I know of ways to make a zero emission car that runs on diesel or petrol, but producing shipping and refining those fuels probably produces as much green house gas as does the coal powered generating station, per mile traveled. If all of the carbon released to the air for the delivery of one liter of petrol to your vehicle were calculated, including all of the natural gas flared off and the producing and transporation and refining energy use, it might be equal to the amount delivered.
If the electrical energy for the Zebra powered electric vehicle came from a cogeneration, building or district heating plant, the carbon release attributable to the electricity is a small fraction of that of burning petrol in a similar vehicle. In fact burning the same petrol in a small efficient cogeneration instalation of your own would result in less than half the contained carbon being attributable to vehicle use. You could even have the engine mounted in the vehicle and pump the heat into the house whilst it was charging the battery at night.
The major problem with electric vehicles and Zebra batteries is that they have to be paid for at first. Also they are not being produced in large enough quantities into a competitive market. You don't pay for your share of a powerplant or the transmission lines or the distribution transformers for your electric service at first, nor do you have to pay for your share of the well drilling equipment, the pipe lines, the ships, the refineries, the sellers tanks and pumps, or the delivery trucks for your first liter of diesel.

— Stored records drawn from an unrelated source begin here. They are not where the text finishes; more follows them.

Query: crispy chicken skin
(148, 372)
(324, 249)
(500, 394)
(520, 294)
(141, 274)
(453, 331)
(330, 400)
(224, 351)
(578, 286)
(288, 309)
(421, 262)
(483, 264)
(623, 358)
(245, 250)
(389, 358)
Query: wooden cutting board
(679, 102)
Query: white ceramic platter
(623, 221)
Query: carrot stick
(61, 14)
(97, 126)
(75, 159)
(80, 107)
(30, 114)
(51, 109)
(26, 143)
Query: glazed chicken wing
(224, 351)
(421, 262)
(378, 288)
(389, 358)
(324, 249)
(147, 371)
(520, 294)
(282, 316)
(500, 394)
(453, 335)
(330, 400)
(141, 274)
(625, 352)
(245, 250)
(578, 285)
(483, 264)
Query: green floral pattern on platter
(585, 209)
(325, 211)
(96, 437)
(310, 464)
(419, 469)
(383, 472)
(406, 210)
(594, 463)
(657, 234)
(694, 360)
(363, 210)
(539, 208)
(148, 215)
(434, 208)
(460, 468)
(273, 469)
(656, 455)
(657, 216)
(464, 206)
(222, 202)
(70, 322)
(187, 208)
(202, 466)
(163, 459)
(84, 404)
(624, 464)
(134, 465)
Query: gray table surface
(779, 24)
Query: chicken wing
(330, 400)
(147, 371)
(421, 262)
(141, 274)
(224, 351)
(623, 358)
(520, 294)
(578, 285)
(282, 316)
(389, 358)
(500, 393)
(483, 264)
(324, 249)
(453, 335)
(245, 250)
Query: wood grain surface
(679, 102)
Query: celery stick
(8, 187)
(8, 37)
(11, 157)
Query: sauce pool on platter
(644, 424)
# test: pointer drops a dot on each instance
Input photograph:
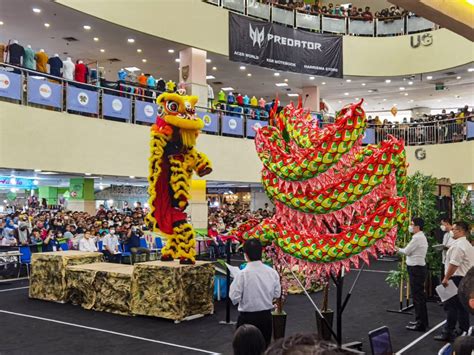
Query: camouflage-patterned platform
(48, 272)
(173, 291)
(101, 286)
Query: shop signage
(145, 111)
(44, 92)
(82, 100)
(211, 122)
(10, 85)
(233, 125)
(252, 125)
(283, 48)
(116, 106)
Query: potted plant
(328, 314)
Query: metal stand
(227, 304)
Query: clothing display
(55, 66)
(15, 53)
(41, 61)
(29, 59)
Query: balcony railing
(307, 20)
(30, 88)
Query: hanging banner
(283, 48)
(10, 85)
(252, 125)
(44, 92)
(82, 100)
(211, 121)
(233, 125)
(116, 106)
(146, 111)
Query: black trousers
(455, 312)
(417, 276)
(262, 320)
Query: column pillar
(192, 72)
(81, 195)
(311, 98)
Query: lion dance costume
(336, 201)
(173, 160)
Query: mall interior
(146, 144)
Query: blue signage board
(116, 106)
(211, 121)
(82, 100)
(44, 92)
(146, 111)
(233, 125)
(369, 136)
(10, 85)
(252, 125)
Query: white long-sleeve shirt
(87, 244)
(416, 250)
(255, 287)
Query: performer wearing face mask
(415, 252)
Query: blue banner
(254, 124)
(211, 121)
(10, 85)
(146, 111)
(470, 129)
(116, 106)
(82, 100)
(233, 125)
(43, 92)
(369, 136)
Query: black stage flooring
(39, 327)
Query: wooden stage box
(48, 272)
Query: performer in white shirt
(254, 289)
(415, 252)
(87, 243)
(459, 259)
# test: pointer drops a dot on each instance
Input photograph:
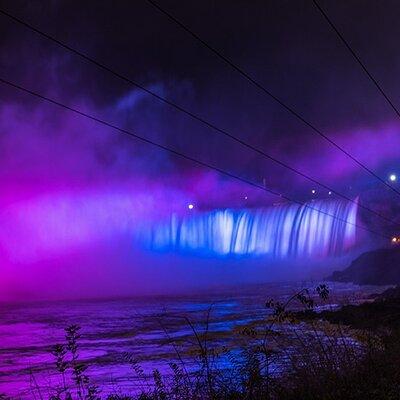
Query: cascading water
(279, 231)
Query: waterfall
(279, 231)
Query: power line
(270, 94)
(177, 153)
(356, 57)
(192, 115)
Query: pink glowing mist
(72, 192)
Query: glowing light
(279, 232)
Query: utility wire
(356, 57)
(177, 153)
(192, 115)
(248, 77)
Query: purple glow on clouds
(69, 185)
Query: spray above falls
(320, 228)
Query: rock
(378, 267)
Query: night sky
(286, 46)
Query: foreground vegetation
(353, 354)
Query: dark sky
(285, 45)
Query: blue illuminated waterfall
(279, 231)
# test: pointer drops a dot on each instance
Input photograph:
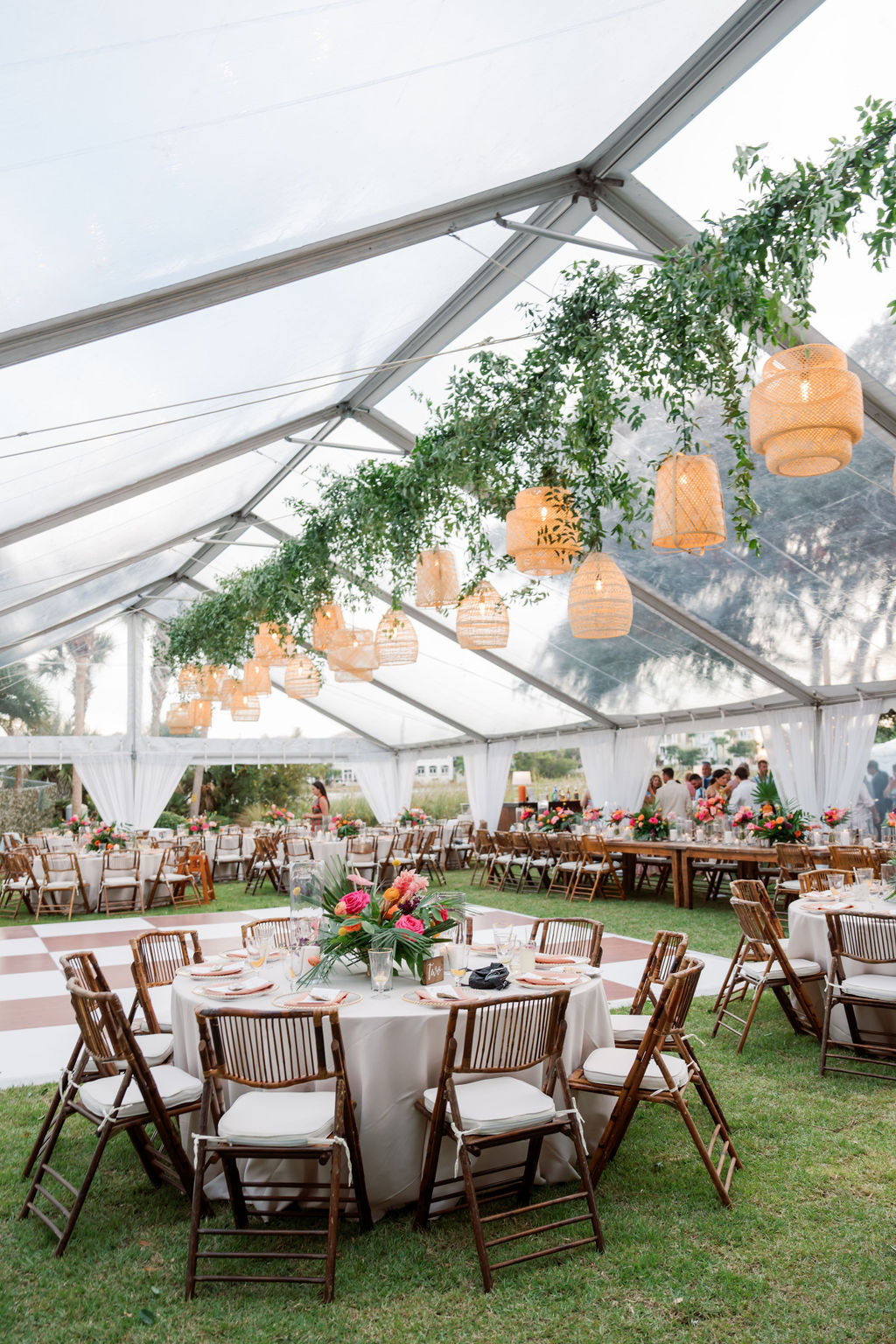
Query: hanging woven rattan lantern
(688, 514)
(354, 651)
(202, 712)
(482, 621)
(228, 687)
(599, 599)
(543, 531)
(437, 581)
(245, 709)
(396, 640)
(188, 679)
(274, 646)
(328, 620)
(301, 679)
(180, 719)
(806, 413)
(256, 677)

A solution is that the power companies lease you the battery on a kilowatt hour used basis plus a monthly fee for the vehicle, and with the proper connections they can use the battery for peak leveling and wind power energy storage.

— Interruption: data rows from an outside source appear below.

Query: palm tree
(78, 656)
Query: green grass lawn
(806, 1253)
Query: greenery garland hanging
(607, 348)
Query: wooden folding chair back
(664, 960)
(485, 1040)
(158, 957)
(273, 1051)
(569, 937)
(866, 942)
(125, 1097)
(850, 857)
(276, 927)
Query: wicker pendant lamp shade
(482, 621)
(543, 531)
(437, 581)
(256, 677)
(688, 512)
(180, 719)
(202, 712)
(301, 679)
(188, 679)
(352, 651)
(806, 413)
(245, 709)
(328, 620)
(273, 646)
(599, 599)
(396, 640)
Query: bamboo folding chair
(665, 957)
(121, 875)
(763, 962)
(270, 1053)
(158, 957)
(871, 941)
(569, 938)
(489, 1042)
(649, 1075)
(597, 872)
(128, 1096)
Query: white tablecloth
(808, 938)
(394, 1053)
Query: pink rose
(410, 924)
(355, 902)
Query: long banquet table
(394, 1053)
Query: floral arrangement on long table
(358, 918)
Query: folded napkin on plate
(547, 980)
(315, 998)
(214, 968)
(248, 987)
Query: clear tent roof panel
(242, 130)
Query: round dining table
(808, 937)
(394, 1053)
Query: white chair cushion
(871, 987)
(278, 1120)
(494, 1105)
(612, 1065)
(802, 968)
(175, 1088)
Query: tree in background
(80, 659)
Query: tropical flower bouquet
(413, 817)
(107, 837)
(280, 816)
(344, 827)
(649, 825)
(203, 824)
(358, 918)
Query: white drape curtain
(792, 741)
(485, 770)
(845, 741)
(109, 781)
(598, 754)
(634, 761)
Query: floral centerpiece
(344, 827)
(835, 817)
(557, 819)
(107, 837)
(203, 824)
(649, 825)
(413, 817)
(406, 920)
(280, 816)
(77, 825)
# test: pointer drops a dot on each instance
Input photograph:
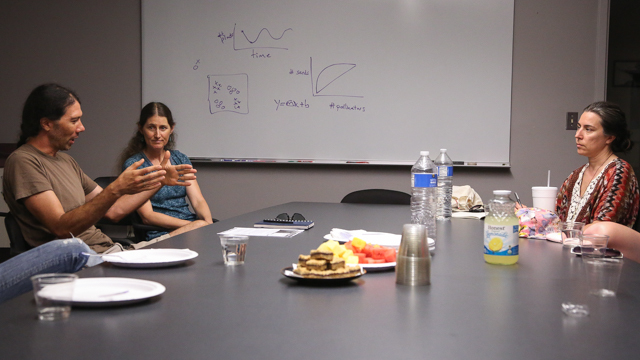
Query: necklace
(601, 165)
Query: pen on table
(517, 198)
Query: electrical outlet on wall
(572, 121)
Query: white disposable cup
(544, 197)
(53, 294)
(234, 248)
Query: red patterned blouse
(611, 196)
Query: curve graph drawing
(263, 40)
(327, 76)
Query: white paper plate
(150, 258)
(108, 291)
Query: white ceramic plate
(555, 237)
(108, 291)
(150, 258)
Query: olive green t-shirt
(27, 172)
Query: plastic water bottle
(445, 184)
(501, 230)
(424, 187)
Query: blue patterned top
(169, 200)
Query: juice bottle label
(501, 239)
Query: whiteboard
(366, 81)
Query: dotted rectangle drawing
(229, 93)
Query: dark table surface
(471, 310)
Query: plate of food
(371, 257)
(373, 238)
(323, 277)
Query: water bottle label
(425, 180)
(501, 239)
(445, 170)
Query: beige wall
(94, 48)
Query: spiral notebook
(285, 224)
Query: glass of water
(53, 294)
(571, 233)
(234, 248)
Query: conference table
(471, 310)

Hidden, in a easy to forget corner of every electric vehicle, should be an engine powered alternator-rectifier of about 2kw and of cheap construction. It could weigh as little as 4kg(see OPOC and EPC and APT) and would come with a sealed 10 l tank of butanol. Both machine and fuel may never be used during the life of the vehicle, but in large scale production the tank, fuel and machine would cost about $50; too many electric vehicles have been sunk because the perception is, as the TITANIC, not enough life-volts. The butanol will give the heaviest vehicle 20 km range at about 15 kmh and can be replaced with petrol at any dealer for another 20km. An ordinary automobile would get about 100km. The machine, while useable, would pay for itself for advertising purposes, but you might have to shut down the stereo whilst running on reserve. Actualy you can have dinner whilst the reliable Zebras are charging.